Particulars of Negligence
Fully aware as per the exporter’s letter dated 28th August, 1986, that Deutsche Bank in Frankfurt, Western Germany was eager to confirm the letter of credit; the defendant failed to advise the said bank of the opening of an irrevocable letter of credit and even when a telex to that effect was prepared on the 25th September, 1986, the telex message was not sent out on that date even though the defendant was aware that SFEM would come into effect on Monday 29th September, 1986 and that a telex message sent out on 26th September, 1986, evening which was Friday could not reach the addressees till Monday 29th September as 27th and 28th being Saturday and Sunday respectively were work-free days in Nigeria and in Western Germany.”
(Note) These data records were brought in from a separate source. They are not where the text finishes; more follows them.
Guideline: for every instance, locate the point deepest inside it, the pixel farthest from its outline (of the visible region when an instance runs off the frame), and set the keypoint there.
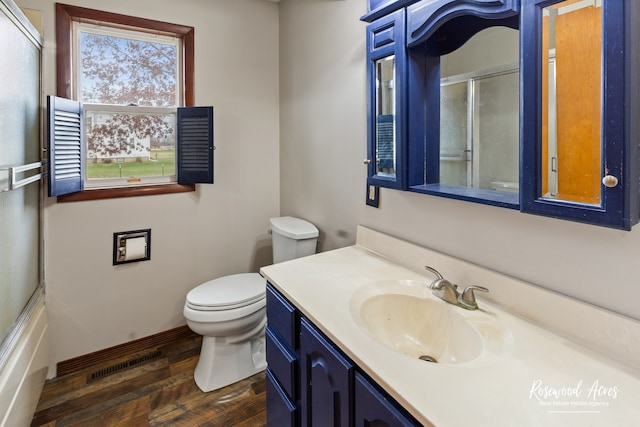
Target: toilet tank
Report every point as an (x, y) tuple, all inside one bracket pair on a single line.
[(292, 238)]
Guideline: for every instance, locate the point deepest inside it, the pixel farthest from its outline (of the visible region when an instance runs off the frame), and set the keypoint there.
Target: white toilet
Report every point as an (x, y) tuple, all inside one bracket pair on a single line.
[(230, 312)]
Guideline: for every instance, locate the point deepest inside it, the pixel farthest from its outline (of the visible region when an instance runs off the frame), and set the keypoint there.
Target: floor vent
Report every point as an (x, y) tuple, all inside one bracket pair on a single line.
[(123, 366)]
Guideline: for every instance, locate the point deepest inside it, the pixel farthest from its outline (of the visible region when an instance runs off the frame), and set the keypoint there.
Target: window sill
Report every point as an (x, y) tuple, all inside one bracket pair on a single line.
[(113, 193)]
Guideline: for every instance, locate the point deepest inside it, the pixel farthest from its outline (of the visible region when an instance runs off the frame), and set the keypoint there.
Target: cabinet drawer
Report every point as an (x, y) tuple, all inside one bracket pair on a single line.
[(282, 363), (282, 412), (282, 317)]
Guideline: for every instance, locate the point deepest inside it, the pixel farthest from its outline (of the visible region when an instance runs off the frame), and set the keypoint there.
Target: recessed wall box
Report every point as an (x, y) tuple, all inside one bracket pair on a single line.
[(131, 246)]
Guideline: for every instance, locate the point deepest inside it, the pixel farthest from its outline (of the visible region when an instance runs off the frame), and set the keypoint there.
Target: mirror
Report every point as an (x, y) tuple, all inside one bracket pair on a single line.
[(479, 112), (571, 101), (385, 117)]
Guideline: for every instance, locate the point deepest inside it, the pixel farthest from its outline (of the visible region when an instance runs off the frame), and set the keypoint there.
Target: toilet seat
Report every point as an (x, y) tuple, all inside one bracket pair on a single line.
[(227, 293)]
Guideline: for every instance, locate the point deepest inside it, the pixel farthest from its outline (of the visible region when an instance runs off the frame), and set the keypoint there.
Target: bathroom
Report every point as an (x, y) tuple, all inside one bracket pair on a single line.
[(287, 80)]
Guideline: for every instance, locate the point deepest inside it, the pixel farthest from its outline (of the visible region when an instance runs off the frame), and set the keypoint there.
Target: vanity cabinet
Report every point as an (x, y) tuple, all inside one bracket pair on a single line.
[(310, 382), (572, 134)]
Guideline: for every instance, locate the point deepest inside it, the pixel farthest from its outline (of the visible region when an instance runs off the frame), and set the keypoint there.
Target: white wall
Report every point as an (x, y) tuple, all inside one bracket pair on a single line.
[(217, 230), (323, 143)]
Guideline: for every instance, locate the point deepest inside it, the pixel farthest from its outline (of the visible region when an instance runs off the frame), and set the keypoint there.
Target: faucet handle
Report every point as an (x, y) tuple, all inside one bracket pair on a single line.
[(469, 297), (434, 271)]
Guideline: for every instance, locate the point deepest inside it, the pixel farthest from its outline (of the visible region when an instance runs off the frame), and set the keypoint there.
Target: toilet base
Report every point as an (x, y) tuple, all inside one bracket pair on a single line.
[(222, 363)]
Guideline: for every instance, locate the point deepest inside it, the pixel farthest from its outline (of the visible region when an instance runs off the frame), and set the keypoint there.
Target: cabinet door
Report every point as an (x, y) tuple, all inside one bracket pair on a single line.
[(326, 381), (386, 110), (579, 141), (375, 409)]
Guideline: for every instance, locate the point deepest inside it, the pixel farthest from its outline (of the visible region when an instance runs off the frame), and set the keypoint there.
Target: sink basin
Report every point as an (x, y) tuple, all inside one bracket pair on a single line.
[(419, 327)]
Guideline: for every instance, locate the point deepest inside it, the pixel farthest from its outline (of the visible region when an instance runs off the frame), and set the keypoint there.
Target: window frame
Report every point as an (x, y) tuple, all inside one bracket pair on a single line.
[(66, 15)]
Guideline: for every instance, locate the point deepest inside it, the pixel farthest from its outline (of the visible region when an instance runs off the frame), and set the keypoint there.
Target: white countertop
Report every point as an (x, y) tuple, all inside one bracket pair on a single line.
[(531, 377)]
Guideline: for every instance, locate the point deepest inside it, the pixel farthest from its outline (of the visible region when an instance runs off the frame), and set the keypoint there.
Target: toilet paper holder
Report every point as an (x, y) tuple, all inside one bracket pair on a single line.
[(131, 246)]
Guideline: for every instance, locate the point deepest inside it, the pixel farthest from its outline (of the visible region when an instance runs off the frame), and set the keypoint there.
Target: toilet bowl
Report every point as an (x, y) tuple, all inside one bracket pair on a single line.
[(230, 312)]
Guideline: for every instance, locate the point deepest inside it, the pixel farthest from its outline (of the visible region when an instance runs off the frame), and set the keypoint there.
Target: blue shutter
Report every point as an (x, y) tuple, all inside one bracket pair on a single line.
[(65, 146), (195, 145)]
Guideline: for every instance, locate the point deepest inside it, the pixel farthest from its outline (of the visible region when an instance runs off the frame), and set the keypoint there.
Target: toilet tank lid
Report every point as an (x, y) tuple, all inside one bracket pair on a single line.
[(294, 228)]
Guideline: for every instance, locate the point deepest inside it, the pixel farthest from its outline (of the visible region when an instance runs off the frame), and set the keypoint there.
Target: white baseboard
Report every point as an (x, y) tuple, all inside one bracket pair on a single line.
[(24, 369)]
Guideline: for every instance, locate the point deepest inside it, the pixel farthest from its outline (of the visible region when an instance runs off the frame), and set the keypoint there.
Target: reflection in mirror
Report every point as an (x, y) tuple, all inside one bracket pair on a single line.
[(479, 112), (571, 112), (385, 117)]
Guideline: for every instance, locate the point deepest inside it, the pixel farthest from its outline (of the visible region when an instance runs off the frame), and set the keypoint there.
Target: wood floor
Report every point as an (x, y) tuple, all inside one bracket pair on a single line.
[(151, 388)]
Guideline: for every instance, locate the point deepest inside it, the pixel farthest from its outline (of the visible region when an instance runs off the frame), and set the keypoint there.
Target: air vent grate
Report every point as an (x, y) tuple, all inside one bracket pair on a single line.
[(110, 370)]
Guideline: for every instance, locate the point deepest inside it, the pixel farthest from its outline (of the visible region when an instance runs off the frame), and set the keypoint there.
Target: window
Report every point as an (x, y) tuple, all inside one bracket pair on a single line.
[(130, 76)]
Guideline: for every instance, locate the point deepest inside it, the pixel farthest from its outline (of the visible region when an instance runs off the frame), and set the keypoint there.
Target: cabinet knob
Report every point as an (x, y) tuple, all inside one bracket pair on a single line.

The combined effect of the above paragraphs 12 and 13 shows that the plaintiff asserted the negligence of the defendant as a basis for the damages it suffered in this transaction. The alleged exporter’s letter of 28 August was not tendered. Looking at paragraph 8 of the amended statement of claim, it is plain that it contains the true agreement or contract between the parties. It reads:
“On the 19th of September, 1986, the defendant undertook the duty to establish an irrevocable letter of credit for the importation of the said raw materials as specified in the proforma invoice No.N/1084A/86 of 8th August, 1986, from KLOSA & STAAS, and in consequence took possession of the original proforma invoice of KLOSA & STAAS.”